[AWS Provider v6] Part 2: Restructuring with Zero Downtime using `moved` blocks + [AWS Provider v6] Part 3: Catching 'Ghost Diffs'

AWS Provider v6 Migration
kubernetesterraformawsmigrationdrift

[AWS Provider v6] Part 2: Restructuring with Zero Downtime using moved blocks

There comes a time after an upgrade when you need to change the resource structure. But what if terraform plan shows a red Destroy? You cannot simply delete a running DB or server.

1. Symptoms

I moved a single EC2 instance existing in the root module into modules/web_server for management convenience.

[Plan Result]

Plan: 1 to add, 0 to change, 1 to destroy.
  - resource "aws_instance" "web" { ... }  # Deleted (IP changes, downtime occurs)
  + resource "aws_instance" "this" { ... } # Created new inside the module

The instance on AWS is the same, but Terraform perceives it as a "different resource" because the Address has changed.
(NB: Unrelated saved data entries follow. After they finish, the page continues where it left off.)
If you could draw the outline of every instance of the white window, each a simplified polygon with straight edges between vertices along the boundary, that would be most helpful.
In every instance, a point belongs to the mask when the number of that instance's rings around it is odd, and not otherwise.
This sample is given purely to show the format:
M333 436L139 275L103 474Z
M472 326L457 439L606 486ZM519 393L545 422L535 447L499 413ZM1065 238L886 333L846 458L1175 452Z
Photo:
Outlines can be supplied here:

2. Solution: moved block (Terraform Core v1.1+)

In the past, we used the terraform state mv command, but now we record the history in code.

module "web_server" {
  source = "./modules/web_server"
}

# Refactoring Declaration: Map existing resource to inside the module
moved {
  from = aws_instance.web
  to   = module.web_server.aws_instance.this
}

3. Validation

When running plan again after adding the moved block, the following message must appear for success:

"Resource instance has moved." Plan: 0 to add, 0 to change, 0 to destroy.
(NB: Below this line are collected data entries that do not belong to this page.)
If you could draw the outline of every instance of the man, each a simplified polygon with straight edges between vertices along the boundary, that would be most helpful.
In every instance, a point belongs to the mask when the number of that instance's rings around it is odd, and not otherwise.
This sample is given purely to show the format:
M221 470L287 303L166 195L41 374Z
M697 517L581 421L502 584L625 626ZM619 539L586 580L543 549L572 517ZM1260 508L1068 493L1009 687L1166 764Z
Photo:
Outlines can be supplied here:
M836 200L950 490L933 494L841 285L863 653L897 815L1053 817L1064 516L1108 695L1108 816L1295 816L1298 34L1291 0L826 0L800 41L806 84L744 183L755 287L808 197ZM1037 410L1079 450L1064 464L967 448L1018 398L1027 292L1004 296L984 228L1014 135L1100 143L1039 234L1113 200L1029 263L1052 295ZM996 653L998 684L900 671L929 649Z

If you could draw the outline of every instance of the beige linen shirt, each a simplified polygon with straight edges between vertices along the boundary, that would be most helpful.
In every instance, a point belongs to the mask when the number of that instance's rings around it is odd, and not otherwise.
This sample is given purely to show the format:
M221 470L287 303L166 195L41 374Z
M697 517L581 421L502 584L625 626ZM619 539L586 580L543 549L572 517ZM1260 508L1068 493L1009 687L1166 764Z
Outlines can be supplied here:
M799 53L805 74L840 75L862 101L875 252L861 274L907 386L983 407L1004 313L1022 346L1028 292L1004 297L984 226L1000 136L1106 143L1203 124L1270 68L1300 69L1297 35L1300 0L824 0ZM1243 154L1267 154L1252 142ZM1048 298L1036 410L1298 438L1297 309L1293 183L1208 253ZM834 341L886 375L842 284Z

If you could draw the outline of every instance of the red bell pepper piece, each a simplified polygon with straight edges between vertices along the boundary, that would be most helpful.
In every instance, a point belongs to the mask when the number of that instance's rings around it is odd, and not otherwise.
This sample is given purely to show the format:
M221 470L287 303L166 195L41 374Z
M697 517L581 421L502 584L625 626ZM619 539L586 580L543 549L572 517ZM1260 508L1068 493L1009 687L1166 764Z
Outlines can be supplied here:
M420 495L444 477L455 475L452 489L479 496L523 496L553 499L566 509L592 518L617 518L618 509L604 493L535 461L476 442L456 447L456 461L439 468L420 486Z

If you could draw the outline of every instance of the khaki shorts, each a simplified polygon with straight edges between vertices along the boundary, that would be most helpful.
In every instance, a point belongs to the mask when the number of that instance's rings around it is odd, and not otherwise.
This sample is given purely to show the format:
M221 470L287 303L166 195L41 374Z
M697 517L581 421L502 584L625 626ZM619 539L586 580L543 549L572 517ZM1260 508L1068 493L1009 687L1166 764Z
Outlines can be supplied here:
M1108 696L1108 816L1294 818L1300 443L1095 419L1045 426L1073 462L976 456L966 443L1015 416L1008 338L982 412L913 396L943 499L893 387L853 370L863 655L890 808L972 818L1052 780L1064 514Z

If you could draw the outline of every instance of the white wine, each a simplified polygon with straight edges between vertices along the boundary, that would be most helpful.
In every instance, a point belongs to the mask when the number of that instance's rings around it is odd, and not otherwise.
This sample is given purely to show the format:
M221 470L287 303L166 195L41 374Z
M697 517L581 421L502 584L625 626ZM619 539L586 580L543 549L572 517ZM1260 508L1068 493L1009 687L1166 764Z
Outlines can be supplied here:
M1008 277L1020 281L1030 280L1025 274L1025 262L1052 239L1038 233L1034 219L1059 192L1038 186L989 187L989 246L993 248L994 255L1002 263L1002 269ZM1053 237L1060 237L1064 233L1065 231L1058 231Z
With this, I changed the logical address without recreating the resource.

4. Rollback

What if an error occurs due to incorrect mapping? Simply comment out the moved block and revert the code to recover immediately. There is no need to find a backup file like with the state mv command.

[AWS Provider v6] Part 3: Catching 'Ghost Diffs'

There are cases where "changes exist" appears every time terraform plan is run, even though the code hasn't been modified at all. If left unchecked, "genuinely important changes" get buried in the noise and become unidentified.
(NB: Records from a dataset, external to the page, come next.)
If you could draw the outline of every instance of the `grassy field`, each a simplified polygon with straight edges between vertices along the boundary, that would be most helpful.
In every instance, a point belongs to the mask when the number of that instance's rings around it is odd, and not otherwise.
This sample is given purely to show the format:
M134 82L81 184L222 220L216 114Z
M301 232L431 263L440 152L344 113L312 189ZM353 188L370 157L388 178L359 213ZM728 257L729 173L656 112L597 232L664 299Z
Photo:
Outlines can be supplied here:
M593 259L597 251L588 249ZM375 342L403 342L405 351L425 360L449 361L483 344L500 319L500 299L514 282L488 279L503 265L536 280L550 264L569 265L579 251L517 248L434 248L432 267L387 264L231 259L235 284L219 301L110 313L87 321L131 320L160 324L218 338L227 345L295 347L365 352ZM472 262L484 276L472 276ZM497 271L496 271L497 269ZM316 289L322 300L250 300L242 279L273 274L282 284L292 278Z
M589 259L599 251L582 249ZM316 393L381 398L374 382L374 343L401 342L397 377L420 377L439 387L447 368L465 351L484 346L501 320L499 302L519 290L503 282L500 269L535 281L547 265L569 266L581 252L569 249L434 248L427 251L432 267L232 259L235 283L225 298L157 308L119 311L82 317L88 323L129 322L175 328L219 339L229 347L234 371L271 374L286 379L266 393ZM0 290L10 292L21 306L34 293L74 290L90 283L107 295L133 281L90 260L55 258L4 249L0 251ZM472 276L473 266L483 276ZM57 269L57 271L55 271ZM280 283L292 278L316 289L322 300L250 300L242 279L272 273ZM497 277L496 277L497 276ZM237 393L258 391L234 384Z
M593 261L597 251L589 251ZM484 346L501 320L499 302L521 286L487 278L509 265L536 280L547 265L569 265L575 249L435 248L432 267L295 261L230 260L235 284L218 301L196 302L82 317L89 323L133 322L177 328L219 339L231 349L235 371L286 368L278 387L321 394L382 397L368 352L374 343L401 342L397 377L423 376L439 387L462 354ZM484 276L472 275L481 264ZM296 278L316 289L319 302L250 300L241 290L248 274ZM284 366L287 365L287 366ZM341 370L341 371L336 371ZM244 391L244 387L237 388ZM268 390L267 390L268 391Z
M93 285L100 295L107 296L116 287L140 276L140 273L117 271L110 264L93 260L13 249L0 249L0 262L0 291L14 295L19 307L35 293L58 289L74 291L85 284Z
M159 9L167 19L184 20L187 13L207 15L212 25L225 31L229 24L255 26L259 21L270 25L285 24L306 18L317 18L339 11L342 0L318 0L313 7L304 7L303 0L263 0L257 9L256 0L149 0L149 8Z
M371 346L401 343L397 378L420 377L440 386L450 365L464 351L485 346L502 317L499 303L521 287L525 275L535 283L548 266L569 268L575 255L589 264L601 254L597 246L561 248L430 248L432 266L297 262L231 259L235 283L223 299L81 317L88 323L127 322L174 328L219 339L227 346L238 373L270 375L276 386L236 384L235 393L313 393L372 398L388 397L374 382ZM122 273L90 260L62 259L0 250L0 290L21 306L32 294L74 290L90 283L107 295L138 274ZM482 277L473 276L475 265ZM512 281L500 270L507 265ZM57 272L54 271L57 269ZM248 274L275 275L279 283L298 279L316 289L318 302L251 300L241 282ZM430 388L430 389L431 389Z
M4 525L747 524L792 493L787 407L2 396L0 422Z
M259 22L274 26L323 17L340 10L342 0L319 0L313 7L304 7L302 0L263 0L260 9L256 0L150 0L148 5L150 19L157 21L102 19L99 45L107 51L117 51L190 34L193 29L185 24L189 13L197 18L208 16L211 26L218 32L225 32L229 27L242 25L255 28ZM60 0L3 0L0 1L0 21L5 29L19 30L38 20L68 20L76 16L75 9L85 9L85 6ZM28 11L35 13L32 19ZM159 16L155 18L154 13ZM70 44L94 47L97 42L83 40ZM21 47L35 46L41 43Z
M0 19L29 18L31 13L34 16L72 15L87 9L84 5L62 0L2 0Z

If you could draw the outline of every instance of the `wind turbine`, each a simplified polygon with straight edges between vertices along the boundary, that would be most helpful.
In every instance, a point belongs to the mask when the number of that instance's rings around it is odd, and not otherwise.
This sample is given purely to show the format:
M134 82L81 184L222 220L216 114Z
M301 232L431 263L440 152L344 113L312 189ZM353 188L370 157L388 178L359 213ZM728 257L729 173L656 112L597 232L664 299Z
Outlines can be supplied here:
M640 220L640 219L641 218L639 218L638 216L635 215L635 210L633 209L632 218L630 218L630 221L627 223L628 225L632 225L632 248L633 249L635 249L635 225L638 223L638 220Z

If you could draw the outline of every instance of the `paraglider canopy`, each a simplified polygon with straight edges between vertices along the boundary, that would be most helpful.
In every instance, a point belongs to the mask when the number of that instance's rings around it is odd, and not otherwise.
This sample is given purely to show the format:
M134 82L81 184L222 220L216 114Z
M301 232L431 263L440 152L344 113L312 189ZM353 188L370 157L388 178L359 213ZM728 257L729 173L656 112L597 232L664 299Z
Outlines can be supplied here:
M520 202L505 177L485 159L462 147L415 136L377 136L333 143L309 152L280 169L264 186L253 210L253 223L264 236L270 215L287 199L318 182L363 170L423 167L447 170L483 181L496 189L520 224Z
1. Case A: Auto Scaling Group (ASG) Capacity Conflict

[Symptom]
A running ASG increased instances to 5 due to traffic spikes (AWS State). However, the Terraform code is set to desired_capacity = 2, so it tries to terminate 3 healthy servers every deployment.

[Solution: Lifecycle Ignore]
Attributes that change externally (AWS/K8s), like ASG capacity, must be excluded from Terraform's monitoring.

resource "aws_autoscaling_group" "app" {
  desired_capacity = 2 # Applied only during initial creation

lifecycle {
    ignore_changes = [
      desired_capacity, 
      target_group_arns 
    ]
  }
}

2. Case B: Unmanaged Tags (Tag Drift)

[Symptom]
AWS Backup or EKS automatically adds tags like aws:eks:... or aws-backup-... to resources. Terraform considers these "unknown configurations" and tries to delete them.

[Solution: Provider Level Defense]
Instead of adding ignore_changes to every resource, use ignore_tags supported from AWS Provider v5+.

provider "aws" {
  region = "ap-northeast-2"
   
  # Terraform does not touch tags with specific prefixes
  ignore_tags {
    key_prefixes = ["kubernetes.io/", "aws-backup", "karpenter.sh/"]
  }
}

3. Validation

After applying the settings, executing terraform plan should output "No changes".